Over the course of three decades, the computer science department at Washington and Lee has built a curriculum that provides outstanding computer science education in a liberal arts setting.  We offer students courses in all of the major areas of computing, as well as opportunities to participate in several ongoing research programs sponsored by our faculty.

Beginning students take a two-semester introductory programming sequence course in the Python language, where they become proficient in problem solving and developing software using the latest and most advanced programming techniques.  They then take courses in software development with Java, computer organization (assembly language and C programming), programming language design, and algorithm analysis.  Electives in many areas are then available.  You can enter the honors program and write a senior thesis if you qualify.

Research areas included robotics, parallel computing, machine learning, security and privacy, human-computer interaction, and software engineering.  The department also has strong interdisciplinary ties to such areas as data science, neuroscience, biology, chemistry, earth and environmental geoscience,  mathematics, and digital humanities.

Faculty sponsor student research with summer internships, and you can also find summer opportunities at other universities, in government, or in the private sector.  Some graduates have been admitted to some of the top graduate schools in the country.  Other graduates use our aggressive career office and strong alumni network to find permanent employment in government or the private sector.

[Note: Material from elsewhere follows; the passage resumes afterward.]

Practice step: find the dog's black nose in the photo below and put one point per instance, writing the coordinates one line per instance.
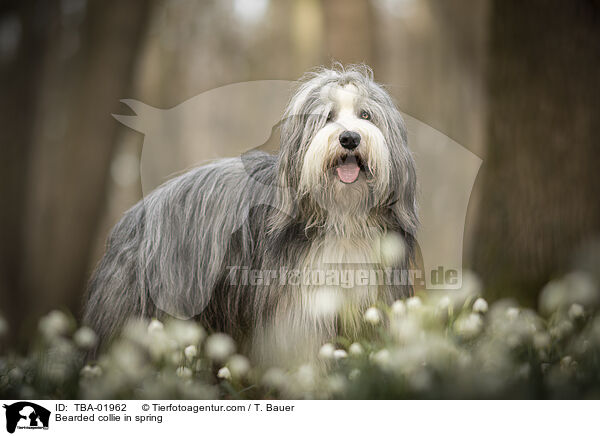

Students have majored in computer science and also majored in almost any other subject here.  Many students have another science major, such as biology or physics; some have a second major in our commerce school, and a few have a second major in a subject like philosophy, classics, or theater.  Students can also have a minor in a subject that offers one, where you take approximately one half of the courses required for  a major.  In all cases, we encourage our majors to pursue a broad sampling of subjects in the liberal arts, which we believe is the best way to get a true education.

We have a collegial and fun-loving group of students in the program at any given time, and our record of attracting women and students of underrepresented groups to the major is unsurpassed.  Our majors, like other students, are involved outside the classroom in many extracurricular clubs, organizations, and athletic teams.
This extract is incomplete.